Dr. Fisher arrived and made her way to the front of the crowd. The onlookers mumbled and whispered, and Oliver Warner moaned unintelligibly as the doctor examined him. She snipped the man’s trousers up past the knee and gently shifted his leg. Mr. Warner groaned, his head rolling against the bench.
“It’s definitely broken,” Fisher announced. “I can give him something for the pain, but we’ll want to get him cleaned up and into a proper bed before I set the bone.”

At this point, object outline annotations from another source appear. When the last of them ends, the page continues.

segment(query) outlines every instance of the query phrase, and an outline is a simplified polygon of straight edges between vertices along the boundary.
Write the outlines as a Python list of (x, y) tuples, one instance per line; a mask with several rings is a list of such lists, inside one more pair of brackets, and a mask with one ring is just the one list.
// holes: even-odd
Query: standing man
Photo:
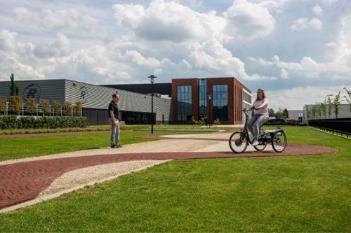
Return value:
[(117, 94), (112, 95), (112, 101), (109, 105), (109, 122), (111, 124), (111, 148), (119, 148), (122, 147), (119, 143), (119, 109), (117, 102), (119, 96)]

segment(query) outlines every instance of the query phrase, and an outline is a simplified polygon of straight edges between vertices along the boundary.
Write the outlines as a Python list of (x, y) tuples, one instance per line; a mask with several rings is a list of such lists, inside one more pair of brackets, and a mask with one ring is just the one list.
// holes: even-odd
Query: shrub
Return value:
[(41, 111), (43, 111), (43, 115), (48, 115), (50, 111), (48, 100), (41, 99), (40, 101), (40, 106), (41, 107)]
[(0, 115), (1, 129), (83, 128), (86, 117)]
[(217, 118), (215, 120), (213, 120), (213, 125), (220, 125), (221, 123), (222, 122), (219, 118)]
[(6, 98), (5, 97), (0, 97), (0, 113), (6, 111)]
[(19, 95), (11, 96), (10, 99), (10, 111), (12, 113), (20, 114), (22, 111), (23, 102)]
[(61, 103), (60, 103), (59, 101), (54, 100), (53, 102), (53, 113), (55, 115), (62, 115), (62, 106)]
[(11, 129), (17, 128), (17, 115), (0, 115), (0, 129)]
[(37, 112), (37, 99), (34, 98), (27, 99), (27, 112), (33, 115)]

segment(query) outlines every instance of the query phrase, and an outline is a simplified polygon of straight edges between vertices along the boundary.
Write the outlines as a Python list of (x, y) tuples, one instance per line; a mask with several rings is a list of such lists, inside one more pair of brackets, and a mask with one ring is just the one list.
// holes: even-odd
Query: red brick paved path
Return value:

A canvas litter was procured, and Mr. Warner was already being carried away when Evie and Old Jim came hurrying down the road.
“Dad?” Evie called. “Dad!”
Mr. Warner put out a hand limply to pat his daughter on the shoulder as she ran up to the cot. “I’ll be okay, sweetie. Stay with . . . Uncle . . .” His voice petered out and the doctor pressed Evie out of the way.
Tinn stepped out from behind his mother and Cole and edged closer to Mr. Hill. “Was it really a giant?” he asked. “Are you sure?”
Hill shook his head. “Sure? Kid, this morning I was sure fairy tales were a bunch of cockamamie nonsense and that the worst thing in that forest was wolves. I’m not sure of anything anymore. I know what I saw, though.”
Old Jim pursed his lips and nodded. “Was only a matter of time,” he grunted. “Been warnin’ folk about the Wild Wood fer years. There’s evil in that forest.”
“It’s not evil,” Tinn began, but a voice from the crowd cut him off.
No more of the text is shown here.